Atone (The Disciples 2)
“So nice to meet you, Charlize.” He smiles back and I’m blinded with his ridiculously white teeth. “You’re even more lovely than your mother said.” He gives my mom’s ass a slap.
Oh God. I stare, mortified as my mom slaps his chest.
“It’s true. You’re her mother.” He leans down and rubs his nose on hers. She giggles annnd I can’t stand him.
Nodding at them I say, “I’m going to try to do the schedule for next week.”
“Okay, honey. We’re going to take off.”
God, please don’t make this guy stick around. I turn to head to the office except Cindy is staring, transfixed, watching the man in the Sixteen Candles booth eat his meal.
“Cindy,” I hiss, causing her to jump. “Are you kidding me?” My eyes widen, and I give her the pull-your-shit-together look.
She snorts. “Sorry.” Holding up her hands, she says, “Come on, look at him.”
She points at the guy. I pull her hand down. It’s like dealing with a child.
“Please stop pointing at the poor man and do your job.” I turn to leave her but something stops me. The sensation of butterflies in my stomach makes me look at the guy. And I freeze, maybe even stop breathing… It can’t be!
“Charlize?” Cindy’s annoying voice sounds way too close, so I lift my hand to shut her up. Goose bumps make the hair on my arms stand up. It’s impossible to tear my gaze away. This is the man I have dreamed about, grieved about. Shit, I’ve had major guilt for years about this guy.
“Cindy?” My voice sounds hoarse. “I’ll take care of him. You go fold napkins and clean the menus.”
“Charlize,” she whines so loud it breaks my stare and I turn to her.
“Listen. That guy”—I point at him, causing her to raise an eyebrow—“is not who you think he is. I need to handle this.”
She glares at me like I took her favorite toy away. At this point, I don’t care. I’m almost numb with all kinds of emotions. The first being joy.
Jesus Christ he’s sitting in my diner eating steak and eggs and drinking coffee. My eyes greedily take in his appearance. He’s in a starched white dress shirt and black suit pants. I should question if it’s truly him, but I don’t. I know it’s David. His hair is way shorter and he’s filled out, but the way he moves and that gorgeous face can only be his.
“Did you fuck him or something?” she whispers, not even hiding her excitement.
I almost laugh. One, because fucking him is all I’ve dreamed about. And two, I forgot she was still there.
“It’s none of your business,” I snip as I pull the white bar towel out of my back pocket and set it on the Midnight Run table. I should go to the restroom and see what I look like. But I can’t seem to stop myself from moving toward him. The closer I get, the more I wish I had worn something besides tight gray jeans and a black tank top. My hair is a wild mess. What the hell am I doing? He’s clearly in his own world; his energy is anything but friendly. He doesn’t even have his phone out to keep him company. Right as I’m about to turn, his eyes find mine. I freeze as I stare, trapped in a pool of silver beauty. He doesn’t look surprised. He doesn’t look like anything that I can understand. He reaches for his cup of coffee. I watch his strong, tan hands grip the cup as he brings it to his full lips.
A whoosh of air hisses out of my lips as I lick them.
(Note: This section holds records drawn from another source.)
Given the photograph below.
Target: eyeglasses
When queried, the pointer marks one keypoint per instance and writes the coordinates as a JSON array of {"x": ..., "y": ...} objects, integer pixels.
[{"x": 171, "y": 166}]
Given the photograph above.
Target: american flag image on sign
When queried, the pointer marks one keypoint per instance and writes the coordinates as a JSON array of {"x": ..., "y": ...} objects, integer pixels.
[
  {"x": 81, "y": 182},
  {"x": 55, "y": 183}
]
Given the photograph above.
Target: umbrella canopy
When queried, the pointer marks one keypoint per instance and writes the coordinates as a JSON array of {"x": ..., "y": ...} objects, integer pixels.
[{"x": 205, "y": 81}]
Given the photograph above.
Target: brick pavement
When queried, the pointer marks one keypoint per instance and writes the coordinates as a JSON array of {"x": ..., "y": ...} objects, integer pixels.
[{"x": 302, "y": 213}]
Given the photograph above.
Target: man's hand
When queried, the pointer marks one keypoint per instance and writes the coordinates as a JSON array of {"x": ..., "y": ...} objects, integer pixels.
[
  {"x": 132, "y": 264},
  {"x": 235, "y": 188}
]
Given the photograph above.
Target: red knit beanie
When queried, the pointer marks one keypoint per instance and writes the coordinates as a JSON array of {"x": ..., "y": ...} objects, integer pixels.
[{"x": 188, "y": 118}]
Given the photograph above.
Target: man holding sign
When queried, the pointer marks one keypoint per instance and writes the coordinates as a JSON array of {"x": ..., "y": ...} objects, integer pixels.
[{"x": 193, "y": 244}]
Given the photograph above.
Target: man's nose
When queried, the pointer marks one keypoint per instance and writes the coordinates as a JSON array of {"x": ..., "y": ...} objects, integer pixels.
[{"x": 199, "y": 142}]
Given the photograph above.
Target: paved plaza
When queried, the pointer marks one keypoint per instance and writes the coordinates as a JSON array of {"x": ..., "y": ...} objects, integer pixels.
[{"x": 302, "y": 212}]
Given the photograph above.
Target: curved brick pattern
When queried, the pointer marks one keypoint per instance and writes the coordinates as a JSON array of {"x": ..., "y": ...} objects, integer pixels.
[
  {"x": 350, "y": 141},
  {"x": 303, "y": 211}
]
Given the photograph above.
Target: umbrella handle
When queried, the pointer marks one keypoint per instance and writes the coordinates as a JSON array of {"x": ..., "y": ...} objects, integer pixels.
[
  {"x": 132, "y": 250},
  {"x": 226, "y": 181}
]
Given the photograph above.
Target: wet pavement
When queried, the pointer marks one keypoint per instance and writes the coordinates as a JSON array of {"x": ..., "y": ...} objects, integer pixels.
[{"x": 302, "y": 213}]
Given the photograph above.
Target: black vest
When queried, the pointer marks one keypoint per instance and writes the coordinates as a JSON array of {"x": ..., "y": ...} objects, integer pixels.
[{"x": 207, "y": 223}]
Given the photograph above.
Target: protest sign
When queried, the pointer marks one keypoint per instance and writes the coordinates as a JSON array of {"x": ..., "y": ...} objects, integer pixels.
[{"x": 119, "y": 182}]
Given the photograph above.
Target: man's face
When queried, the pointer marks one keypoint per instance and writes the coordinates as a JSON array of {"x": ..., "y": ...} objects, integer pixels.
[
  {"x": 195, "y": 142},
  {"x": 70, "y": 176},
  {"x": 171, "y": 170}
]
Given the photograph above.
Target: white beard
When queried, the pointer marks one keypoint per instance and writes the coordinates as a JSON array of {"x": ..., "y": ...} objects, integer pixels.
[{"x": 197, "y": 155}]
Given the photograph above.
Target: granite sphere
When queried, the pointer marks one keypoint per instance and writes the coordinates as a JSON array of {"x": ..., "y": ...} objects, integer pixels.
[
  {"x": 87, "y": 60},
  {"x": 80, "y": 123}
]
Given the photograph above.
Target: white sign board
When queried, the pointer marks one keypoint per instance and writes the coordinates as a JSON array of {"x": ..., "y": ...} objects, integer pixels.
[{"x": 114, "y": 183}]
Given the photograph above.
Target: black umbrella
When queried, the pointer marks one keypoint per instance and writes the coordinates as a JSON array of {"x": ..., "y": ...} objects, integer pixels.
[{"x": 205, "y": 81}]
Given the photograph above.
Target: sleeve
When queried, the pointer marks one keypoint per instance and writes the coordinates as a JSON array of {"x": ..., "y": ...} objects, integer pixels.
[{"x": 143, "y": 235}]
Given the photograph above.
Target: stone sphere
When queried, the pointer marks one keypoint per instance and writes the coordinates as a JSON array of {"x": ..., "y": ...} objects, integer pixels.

Then he leans back, draping his other arm over the back of the booth as he holds me hostage with his presence.
This is ridiculous. I have been waiting for the chance to say I’m sorry for his loss, sorry for all that has happened to him… just sorry. I force myself to move toward him, my eyes darting around. I’m in luck and the only people in this section are an older couple and they’re ready to pay.
“Hey David.” I stop at the end of the table and make sure my shoulders are back. His eyes narrow and I watch almost trancelike as he swallows. God, the way the muscles in his neck move.
He sets down his cup, causing me to blink back to reality as he starts to cut his steak. I look down at his plate, horrified. He’s not even going to acknowledge my presence? I take a breath. It’s been eating away at me for years and I need to say this. Not a day has gone by that I haven’t thought about him… and the tragedy.
“So… it’s been years, but I wanted to tell you I’m sorry.”